I've primed over 75,000 with my current RCBS tool wheras my Lees needed rebuilding or replacement after about 25K-30K. But I digress, this post isn't about hardware.
Anyway...
One sentence in the original post has been bouncing around in my brain.
As you know, some seat slicker than snot, others kind of crunch into place.
I was at the range the other day, handing a shooter a box of .38 Special S&B ammo he had just purchased and he remarked that he'd never used it before and asked if it was any good. I remarked that I liked it and that so far we had received no complaints about it. He then asked if the "empties" were any good for reloading so I had to tell him the truth.
My answer was, "Yes and No."
Yes, it's pretty good brass. I've reloaded a lot of it over the past six or seven years. Especially recently. I've got some S&B .45acp that's been reloaded so many times that the headstamps are almost completely erased. I've got several hundred S&B .44 Magnum cases that're on their 10th loading and some .38 special that are closing in on 20. In my book that's good performance.
But I added the "No" because it does have one slight problem.
Or should I say one
tight problem. In some lots the primers are, shall we say, a little bit on the snug side. You can notice it during depriming. It takes just a little more effort on the handle and the primers come out really "domed".
Now I've had some lots that deprimed and then reprimed just fine.
I've had some lots where the new primers "crunched into place".
And before I caught on to the problem I even had a few that just plain crunched.
I really hate having 100 bright and shiney cases, 100 bullets and only 97 primers.

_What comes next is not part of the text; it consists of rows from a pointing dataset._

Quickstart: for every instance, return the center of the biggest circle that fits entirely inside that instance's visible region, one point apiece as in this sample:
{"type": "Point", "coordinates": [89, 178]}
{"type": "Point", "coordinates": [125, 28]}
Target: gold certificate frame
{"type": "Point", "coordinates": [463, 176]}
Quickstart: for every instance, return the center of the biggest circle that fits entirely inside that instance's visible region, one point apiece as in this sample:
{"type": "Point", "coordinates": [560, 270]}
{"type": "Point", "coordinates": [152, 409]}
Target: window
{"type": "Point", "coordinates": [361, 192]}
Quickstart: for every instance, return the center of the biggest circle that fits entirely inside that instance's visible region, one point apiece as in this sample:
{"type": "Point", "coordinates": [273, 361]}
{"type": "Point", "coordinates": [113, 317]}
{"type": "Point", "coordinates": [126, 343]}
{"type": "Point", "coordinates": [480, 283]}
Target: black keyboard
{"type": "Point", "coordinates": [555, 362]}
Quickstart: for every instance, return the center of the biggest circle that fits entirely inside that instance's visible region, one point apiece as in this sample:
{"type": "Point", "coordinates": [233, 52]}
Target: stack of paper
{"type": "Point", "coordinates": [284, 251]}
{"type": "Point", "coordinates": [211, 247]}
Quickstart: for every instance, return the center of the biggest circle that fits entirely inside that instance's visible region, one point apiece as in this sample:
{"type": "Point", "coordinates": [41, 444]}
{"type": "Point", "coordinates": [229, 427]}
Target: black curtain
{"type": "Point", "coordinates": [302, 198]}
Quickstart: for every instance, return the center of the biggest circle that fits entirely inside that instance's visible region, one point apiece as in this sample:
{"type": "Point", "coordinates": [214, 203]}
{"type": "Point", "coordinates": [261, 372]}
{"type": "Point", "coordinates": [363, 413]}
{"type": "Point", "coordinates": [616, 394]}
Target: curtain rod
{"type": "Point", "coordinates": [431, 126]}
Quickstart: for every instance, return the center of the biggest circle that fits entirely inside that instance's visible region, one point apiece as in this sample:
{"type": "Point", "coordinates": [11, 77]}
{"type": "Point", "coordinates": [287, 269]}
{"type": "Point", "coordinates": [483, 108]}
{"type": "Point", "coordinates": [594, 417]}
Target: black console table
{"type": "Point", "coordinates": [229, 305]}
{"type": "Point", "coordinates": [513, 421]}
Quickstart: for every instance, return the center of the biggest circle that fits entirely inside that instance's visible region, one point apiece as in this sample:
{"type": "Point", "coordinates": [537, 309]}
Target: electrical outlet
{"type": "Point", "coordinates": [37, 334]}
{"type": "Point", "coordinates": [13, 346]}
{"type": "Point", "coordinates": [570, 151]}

Now over the years, I've also had repriming problems happen once or twice with MagTech (CBC) and probably four or five times with PMC (usually the older lots). Sellier & Bellot however is by far the biggest culprit. I don't know if they are crimping the primers in place or if they just have different ideas about primer pocket specifications and tolerances, but sometimes repriming them is downright tricky. Or at least it used to be.
Nowadays, as a matter of course, I treat all of my once fired S&B brass to a ride on my RCBS primer pocket swager.*
Now when reloading S&B cases my primers "seat slicker than snot" on a brass brothel doorknob. Which as you all know is almost as slick as the scum on a Lew-eazy-ana swamp.
*I've also used an RCBS deburring tool to chamfer the edge of the pockets on some S&B cases that were prone to crunching primers. Afterwards they primed much easier but still felt just a little snug.
Swaging the pockets seems to be the best solution as well as being much easier on my hands.
All in all I'd rather have the pockets too tight and need swaging than to have them too loose and dealing with the associated problems.
I hope this info is helpful to ShootingNut and everyone else.